WORK IN PROGRESS
Clouds to Poem is an installation where an AI gazes at clouds and speaks poetry about what it «sees». A sculptural cloud floats in the space, animated by projections of live sky footage. Visitors wear headphones and listen as the AI continuously observes, hallucinates objects in cloud formations, and speaks generated poems. A secondary screen reveals the machine's process in real-time: transformed images, object detection overlays, and emerging text, making visible what the AI «thinks» before it speaks.
Two projections overlap in this work: we project meaning onto clouds by seeing faces, animals, landscapes where there are none, and we project consciousness onto the AI, assuming it truly «sees». The machine performs the distinctly human act of daydreaming. What we witness is an algorithm engaged in radical unproductivity.
You cannot watch clouds faster.
This poetic inefficiency is intentional. Contemporary AI embodies optimisation culture: maximising efficiency, extracting patterns, delivering results. Clouds to Poem deliberately misuses this technology. Pattern recognition is applied where there is no correct answer. A system designed for productivity is tasked with purposelessness. The machine works hard at doing nothing useful.
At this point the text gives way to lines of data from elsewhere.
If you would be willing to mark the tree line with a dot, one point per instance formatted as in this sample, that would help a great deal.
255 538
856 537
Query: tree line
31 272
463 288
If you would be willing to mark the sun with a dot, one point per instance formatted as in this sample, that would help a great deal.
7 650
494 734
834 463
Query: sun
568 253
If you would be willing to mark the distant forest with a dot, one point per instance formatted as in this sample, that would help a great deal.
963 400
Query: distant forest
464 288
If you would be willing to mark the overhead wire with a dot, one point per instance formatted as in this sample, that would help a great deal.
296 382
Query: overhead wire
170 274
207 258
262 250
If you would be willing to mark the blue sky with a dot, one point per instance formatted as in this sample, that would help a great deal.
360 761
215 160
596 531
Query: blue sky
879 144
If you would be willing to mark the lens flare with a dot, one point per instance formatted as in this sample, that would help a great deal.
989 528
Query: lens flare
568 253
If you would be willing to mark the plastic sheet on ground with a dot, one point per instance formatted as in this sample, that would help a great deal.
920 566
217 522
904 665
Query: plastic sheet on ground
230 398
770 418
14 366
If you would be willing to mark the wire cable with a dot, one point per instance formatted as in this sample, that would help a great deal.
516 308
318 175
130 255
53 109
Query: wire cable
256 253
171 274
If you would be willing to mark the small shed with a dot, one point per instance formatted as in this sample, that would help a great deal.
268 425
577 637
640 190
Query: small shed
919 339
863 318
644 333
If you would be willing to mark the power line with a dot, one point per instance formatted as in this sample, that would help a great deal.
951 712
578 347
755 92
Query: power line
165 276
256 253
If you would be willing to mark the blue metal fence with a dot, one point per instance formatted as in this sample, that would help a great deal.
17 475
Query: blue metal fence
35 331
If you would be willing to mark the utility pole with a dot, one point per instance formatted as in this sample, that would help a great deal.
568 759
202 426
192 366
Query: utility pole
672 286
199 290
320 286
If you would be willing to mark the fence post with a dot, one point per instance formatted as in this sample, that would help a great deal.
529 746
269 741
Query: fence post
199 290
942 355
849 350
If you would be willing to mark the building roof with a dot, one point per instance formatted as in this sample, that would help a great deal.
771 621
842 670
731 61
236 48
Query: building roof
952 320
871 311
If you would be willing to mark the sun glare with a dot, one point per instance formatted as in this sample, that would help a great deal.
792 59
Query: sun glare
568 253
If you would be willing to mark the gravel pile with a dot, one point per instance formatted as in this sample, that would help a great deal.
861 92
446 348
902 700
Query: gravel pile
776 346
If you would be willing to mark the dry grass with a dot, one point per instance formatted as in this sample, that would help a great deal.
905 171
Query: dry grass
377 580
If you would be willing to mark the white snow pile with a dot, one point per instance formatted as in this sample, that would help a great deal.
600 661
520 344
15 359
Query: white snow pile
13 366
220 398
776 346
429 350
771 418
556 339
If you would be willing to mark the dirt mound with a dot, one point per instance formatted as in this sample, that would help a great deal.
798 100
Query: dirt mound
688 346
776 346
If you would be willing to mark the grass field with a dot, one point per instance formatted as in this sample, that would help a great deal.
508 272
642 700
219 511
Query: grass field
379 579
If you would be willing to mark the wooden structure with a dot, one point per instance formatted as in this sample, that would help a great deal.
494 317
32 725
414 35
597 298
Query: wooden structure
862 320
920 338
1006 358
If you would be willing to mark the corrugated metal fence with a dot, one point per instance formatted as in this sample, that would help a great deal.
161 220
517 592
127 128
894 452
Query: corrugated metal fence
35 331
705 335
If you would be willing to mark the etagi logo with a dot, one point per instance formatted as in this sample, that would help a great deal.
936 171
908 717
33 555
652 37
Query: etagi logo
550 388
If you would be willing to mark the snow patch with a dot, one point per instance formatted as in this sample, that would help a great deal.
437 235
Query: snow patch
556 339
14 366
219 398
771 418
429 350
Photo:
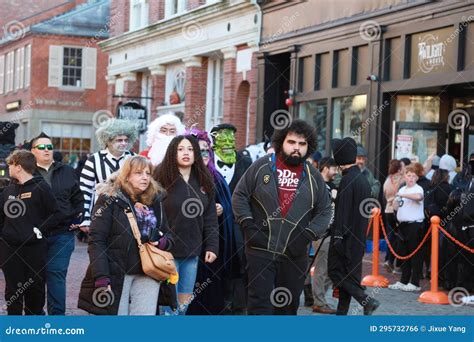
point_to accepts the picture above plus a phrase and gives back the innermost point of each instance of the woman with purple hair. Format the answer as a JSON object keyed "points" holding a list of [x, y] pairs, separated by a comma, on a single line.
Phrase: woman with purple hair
{"points": [[212, 299]]}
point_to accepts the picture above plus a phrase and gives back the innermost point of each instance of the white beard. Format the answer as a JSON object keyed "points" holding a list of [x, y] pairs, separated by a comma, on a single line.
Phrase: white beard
{"points": [[158, 148]]}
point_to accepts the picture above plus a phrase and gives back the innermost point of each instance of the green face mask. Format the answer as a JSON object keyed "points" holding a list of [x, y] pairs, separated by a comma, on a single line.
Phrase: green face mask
{"points": [[224, 146]]}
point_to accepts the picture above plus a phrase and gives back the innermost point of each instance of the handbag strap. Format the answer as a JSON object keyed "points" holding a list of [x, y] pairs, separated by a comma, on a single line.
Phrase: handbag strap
{"points": [[134, 225]]}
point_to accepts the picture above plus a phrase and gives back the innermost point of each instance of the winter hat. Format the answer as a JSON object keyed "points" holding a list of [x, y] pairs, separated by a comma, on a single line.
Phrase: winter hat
{"points": [[447, 162], [344, 151]]}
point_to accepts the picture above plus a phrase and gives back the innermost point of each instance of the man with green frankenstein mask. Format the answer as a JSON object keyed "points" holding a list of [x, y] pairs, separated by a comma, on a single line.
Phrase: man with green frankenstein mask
{"points": [[232, 164]]}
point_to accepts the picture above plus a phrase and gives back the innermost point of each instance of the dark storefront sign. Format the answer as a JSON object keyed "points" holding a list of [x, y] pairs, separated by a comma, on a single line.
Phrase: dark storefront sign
{"points": [[135, 112]]}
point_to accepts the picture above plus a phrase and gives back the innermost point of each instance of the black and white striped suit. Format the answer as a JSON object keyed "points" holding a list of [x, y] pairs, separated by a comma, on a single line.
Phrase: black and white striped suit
{"points": [[98, 167]]}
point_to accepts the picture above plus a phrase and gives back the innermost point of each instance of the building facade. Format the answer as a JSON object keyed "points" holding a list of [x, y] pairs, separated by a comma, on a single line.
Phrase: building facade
{"points": [[397, 75], [192, 56], [52, 74]]}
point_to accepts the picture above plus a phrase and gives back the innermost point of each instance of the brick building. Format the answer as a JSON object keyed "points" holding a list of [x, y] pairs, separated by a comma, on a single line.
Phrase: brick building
{"points": [[52, 72], [191, 56]]}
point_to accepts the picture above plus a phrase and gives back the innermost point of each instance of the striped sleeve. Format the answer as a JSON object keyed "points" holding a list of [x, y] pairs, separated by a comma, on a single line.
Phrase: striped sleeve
{"points": [[87, 185]]}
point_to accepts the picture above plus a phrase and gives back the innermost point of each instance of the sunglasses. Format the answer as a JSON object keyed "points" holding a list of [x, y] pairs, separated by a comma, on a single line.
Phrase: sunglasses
{"points": [[43, 147]]}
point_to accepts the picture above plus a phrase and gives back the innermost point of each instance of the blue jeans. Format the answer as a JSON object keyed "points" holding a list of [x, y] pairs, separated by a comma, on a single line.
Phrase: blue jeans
{"points": [[187, 270], [60, 248]]}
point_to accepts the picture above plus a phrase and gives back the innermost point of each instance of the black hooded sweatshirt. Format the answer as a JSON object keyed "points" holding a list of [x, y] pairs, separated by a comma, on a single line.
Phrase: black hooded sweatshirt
{"points": [[25, 207]]}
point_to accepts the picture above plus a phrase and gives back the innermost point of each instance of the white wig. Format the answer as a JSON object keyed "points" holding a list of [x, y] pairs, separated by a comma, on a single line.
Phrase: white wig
{"points": [[165, 119]]}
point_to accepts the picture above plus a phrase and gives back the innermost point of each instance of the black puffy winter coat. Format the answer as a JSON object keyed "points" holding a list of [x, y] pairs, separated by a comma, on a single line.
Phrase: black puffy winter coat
{"points": [[113, 250]]}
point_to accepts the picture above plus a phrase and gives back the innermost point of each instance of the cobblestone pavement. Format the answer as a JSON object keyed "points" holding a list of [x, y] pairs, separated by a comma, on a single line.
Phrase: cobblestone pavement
{"points": [[393, 302]]}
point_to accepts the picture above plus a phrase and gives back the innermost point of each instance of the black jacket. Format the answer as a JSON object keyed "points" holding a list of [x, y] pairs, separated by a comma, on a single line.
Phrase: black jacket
{"points": [[113, 250], [348, 232], [256, 199], [24, 207], [192, 218], [68, 195]]}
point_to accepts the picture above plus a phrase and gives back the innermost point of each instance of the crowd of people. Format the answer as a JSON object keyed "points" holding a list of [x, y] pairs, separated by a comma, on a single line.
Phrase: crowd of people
{"points": [[238, 229]]}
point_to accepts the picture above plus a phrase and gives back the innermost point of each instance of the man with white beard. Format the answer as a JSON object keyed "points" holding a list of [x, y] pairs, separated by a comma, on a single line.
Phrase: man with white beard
{"points": [[159, 135]]}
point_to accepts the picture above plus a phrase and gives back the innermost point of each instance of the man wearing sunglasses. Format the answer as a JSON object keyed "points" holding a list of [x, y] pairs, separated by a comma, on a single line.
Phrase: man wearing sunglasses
{"points": [[65, 185]]}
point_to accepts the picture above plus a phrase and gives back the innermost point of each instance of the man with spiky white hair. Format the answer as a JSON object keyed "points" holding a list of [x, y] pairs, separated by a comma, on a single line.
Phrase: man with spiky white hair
{"points": [[116, 137], [159, 135]]}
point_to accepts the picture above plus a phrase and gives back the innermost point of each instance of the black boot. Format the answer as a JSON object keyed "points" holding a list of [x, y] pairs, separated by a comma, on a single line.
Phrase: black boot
{"points": [[308, 295]]}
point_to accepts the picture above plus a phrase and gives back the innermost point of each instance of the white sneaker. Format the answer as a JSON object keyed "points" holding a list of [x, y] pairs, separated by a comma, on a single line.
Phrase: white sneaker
{"points": [[411, 288], [396, 286]]}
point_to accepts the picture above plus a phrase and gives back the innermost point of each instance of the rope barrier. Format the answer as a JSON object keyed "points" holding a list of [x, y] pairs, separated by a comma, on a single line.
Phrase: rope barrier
{"points": [[412, 253], [457, 242]]}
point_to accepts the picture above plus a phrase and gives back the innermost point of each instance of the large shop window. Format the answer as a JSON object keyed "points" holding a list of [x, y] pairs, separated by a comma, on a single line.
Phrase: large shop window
{"points": [[315, 113], [70, 140], [349, 117], [72, 67], [417, 108]]}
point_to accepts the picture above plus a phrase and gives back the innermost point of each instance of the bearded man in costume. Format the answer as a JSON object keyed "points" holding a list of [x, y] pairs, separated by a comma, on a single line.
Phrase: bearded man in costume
{"points": [[159, 135]]}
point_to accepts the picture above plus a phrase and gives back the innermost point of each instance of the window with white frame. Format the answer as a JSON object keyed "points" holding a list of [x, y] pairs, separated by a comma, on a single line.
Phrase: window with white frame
{"points": [[69, 139], [215, 93], [138, 14], [72, 67], [27, 65], [175, 81], [173, 7], [19, 68]]}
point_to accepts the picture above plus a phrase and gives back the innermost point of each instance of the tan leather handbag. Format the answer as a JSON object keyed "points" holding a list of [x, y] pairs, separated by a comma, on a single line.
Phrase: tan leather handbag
{"points": [[156, 263]]}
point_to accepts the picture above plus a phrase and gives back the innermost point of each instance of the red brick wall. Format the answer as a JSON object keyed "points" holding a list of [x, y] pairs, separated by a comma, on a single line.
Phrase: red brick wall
{"points": [[192, 4], [120, 11], [195, 90], [92, 99]]}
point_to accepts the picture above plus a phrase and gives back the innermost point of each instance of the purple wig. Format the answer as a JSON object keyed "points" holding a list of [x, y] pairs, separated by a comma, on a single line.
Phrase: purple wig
{"points": [[204, 136]]}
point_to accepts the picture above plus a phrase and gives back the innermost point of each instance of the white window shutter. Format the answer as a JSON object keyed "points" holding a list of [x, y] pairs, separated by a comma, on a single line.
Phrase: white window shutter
{"points": [[21, 77], [27, 65], [55, 66], [2, 73], [89, 69]]}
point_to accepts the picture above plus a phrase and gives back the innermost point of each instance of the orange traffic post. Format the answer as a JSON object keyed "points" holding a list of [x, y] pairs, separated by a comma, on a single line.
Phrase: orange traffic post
{"points": [[374, 279], [434, 296]]}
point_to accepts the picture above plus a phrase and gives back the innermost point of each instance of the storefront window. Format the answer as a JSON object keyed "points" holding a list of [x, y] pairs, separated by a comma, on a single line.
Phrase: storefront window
{"points": [[417, 108], [315, 113], [348, 117]]}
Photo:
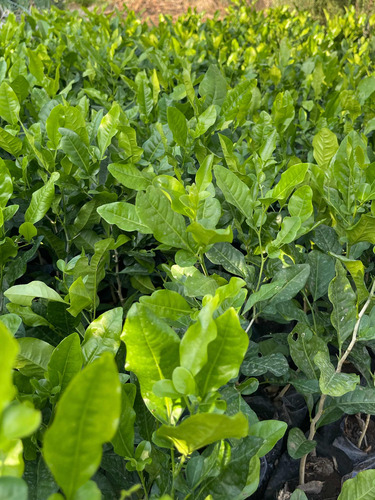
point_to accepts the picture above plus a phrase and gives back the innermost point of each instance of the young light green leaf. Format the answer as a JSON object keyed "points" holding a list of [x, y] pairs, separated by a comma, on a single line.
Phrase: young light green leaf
{"points": [[103, 335], [129, 175], [33, 357], [269, 430], [200, 430], [151, 353], [224, 354], [65, 362], [24, 294], [325, 146], [87, 416], [235, 191]]}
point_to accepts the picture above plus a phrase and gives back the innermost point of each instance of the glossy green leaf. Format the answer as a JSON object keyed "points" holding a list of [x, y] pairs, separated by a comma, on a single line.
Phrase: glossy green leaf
{"points": [[65, 362], [123, 440], [224, 354], [151, 353], [304, 345], [361, 487], [178, 126], [298, 445], [13, 488], [235, 191], [41, 200], [325, 146], [108, 128], [9, 105], [330, 382], [200, 430], [271, 431], [343, 299], [87, 416], [103, 335], [33, 357], [75, 149], [8, 355], [129, 175], [124, 215], [166, 304], [155, 211]]}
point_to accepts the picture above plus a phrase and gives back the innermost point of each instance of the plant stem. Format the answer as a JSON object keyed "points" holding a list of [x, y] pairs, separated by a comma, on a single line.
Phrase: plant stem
{"points": [[142, 478], [364, 430], [340, 363], [313, 423]]}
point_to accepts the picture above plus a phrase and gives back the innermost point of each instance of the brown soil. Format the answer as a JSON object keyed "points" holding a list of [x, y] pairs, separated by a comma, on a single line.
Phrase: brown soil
{"points": [[150, 9]]}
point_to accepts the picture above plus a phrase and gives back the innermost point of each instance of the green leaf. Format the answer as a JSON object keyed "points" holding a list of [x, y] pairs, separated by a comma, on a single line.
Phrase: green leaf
{"points": [[103, 335], [226, 255], [293, 278], [363, 230], [271, 431], [303, 346], [343, 299], [151, 353], [24, 294], [108, 128], [86, 417], [19, 420], [195, 342], [8, 353], [129, 175], [224, 354], [166, 304], [6, 185], [65, 362], [300, 203], [362, 399], [155, 211], [13, 488], [213, 87], [41, 200], [79, 297], [298, 445], [123, 440], [289, 179], [12, 144], [204, 122], [205, 237], [124, 215], [200, 430], [321, 274], [360, 487], [178, 126], [332, 383], [33, 357], [28, 231], [325, 146], [9, 105], [235, 191], [75, 149]]}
The technical pipeline amplifies this absurdity: cloud images pass through Deep Dream and Stable Diffusion, enhancing pareidolic potential. Object detection labels what it «sees». A language model responds with contemplative, sometimes nonsensical verse. The AI speaks its daydreams: a machine poet staring at the sky.
The installation reclaims what efficiency cannot deliver: slowness, wonder, and the freedom to look at the sky for no productive reason at all.
The work is part of the series «Poetic Inefficiency» — installations that deliberately misuse AI for purposeless, contemplative ends. Currently in development.